Tuesday, February 2, 2010

Running Barefoot

This last summer I was inspired to try something a little different. After witnessing someone running down Flattop with only a pair of Vibram Five Fingers I decided to try the barefoot running thing myself. There's a dearth of information about it on the internet and apparantly nobody in Alaska sells "shoes" for running barefoot so I decided to take the plunge and try it comepletly barefoot. Besides, why bother to pay $85 for a pair of running "shoes" that just defeat the real purpose. 

I started out on Turnagain Arm trail and within about 100 yards I broke out into a cold sweat. Aside from the sensory overload, the first thing I noticed was the connection with the ground.  I felt the trail like never before.  My traction was better and I felt more stable.  I ended up going only about three miles total but the next day muscles in my legs were as sore as if I had never run before.

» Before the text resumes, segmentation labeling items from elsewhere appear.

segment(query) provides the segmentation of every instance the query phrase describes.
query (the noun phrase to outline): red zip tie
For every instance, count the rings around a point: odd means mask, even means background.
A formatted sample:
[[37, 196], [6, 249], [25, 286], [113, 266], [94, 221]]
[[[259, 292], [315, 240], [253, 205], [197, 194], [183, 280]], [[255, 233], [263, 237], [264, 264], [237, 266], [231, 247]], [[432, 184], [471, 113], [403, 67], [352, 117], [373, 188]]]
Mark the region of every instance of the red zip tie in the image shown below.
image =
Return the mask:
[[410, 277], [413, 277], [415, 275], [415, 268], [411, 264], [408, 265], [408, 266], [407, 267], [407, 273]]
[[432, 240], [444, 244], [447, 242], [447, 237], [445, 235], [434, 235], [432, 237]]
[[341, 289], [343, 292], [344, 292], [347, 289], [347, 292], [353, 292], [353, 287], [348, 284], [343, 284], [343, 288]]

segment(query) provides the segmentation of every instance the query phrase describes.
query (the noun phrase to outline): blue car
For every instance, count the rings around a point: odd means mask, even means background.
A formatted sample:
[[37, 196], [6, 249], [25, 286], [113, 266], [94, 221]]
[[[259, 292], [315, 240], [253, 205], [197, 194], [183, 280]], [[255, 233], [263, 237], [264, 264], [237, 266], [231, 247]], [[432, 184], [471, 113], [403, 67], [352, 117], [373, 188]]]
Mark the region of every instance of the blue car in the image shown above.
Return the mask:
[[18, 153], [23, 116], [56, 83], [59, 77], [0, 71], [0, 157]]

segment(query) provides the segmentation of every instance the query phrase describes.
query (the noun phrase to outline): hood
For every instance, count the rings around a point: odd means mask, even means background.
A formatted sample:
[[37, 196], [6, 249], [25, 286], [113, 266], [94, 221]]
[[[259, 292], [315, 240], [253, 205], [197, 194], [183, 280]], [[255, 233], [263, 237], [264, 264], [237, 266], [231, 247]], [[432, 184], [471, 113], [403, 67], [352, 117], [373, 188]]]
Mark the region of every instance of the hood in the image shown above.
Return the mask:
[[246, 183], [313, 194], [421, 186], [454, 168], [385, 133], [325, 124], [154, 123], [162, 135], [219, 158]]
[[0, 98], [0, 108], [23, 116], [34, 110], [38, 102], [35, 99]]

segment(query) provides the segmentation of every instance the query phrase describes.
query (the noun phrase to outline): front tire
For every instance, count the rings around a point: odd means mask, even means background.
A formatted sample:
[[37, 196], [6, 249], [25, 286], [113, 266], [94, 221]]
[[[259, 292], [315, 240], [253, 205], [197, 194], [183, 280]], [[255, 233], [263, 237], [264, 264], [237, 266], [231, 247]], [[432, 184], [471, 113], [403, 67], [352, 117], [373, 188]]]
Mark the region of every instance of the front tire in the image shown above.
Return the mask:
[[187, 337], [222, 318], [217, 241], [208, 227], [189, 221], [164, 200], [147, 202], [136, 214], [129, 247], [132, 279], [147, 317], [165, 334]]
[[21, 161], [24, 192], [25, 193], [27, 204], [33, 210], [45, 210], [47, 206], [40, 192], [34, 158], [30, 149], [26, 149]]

I've eased into the whole idea and have only done the occasional run to adjust slowly.  After about a dozen barefoot runs last summer I did one final run outside at Glen Alps in October just after a snowfall but when the trail was still bare.  Switching to a treadmill inside this winter has been difficult because the surface is like sandpaper.  This is where some sort of aquasocks or the Vibram Five Fingers might come in handy.

While it may seem a bit overboard at first, the benefits of running barefoot are endless.  The human body was made to run without shoes.  Most people have found that they are faster, stronger and have more endurance without shoes.  People claim it has cured back problems, fixed their posture as well as taken away bunions, severe callousing and other foot problems. 

It'll definitely slow your pace a bit until your feet adjust but mud, sticks and large rocks are generally not a problem.  Pavement takes some getting used to and sharp gravel doesn't feel good at all, as you might imagine.  At first, the shock value of seeing people's faces along the trail is amusing but after a couple times it's just annoying.  Gasping tourists ruin the mood so now I try to avoid people as much as possible.

As soon as the snow melts, I'll be exploring different places and I'll post updates here about good trails.  This is a great way to strengthen ankles, feet and lower legs for the Classic, so give it a try if you feel like something a bit different.

The book Born to Run is not only a great read but also has some great arguments for running barefoot.  It's in the Amazon sidebar on the right side of this blog if you want to take a look.  I haven't yet found anyone else who runs barefoot in Alaska but if you do, I'd love to hear from you.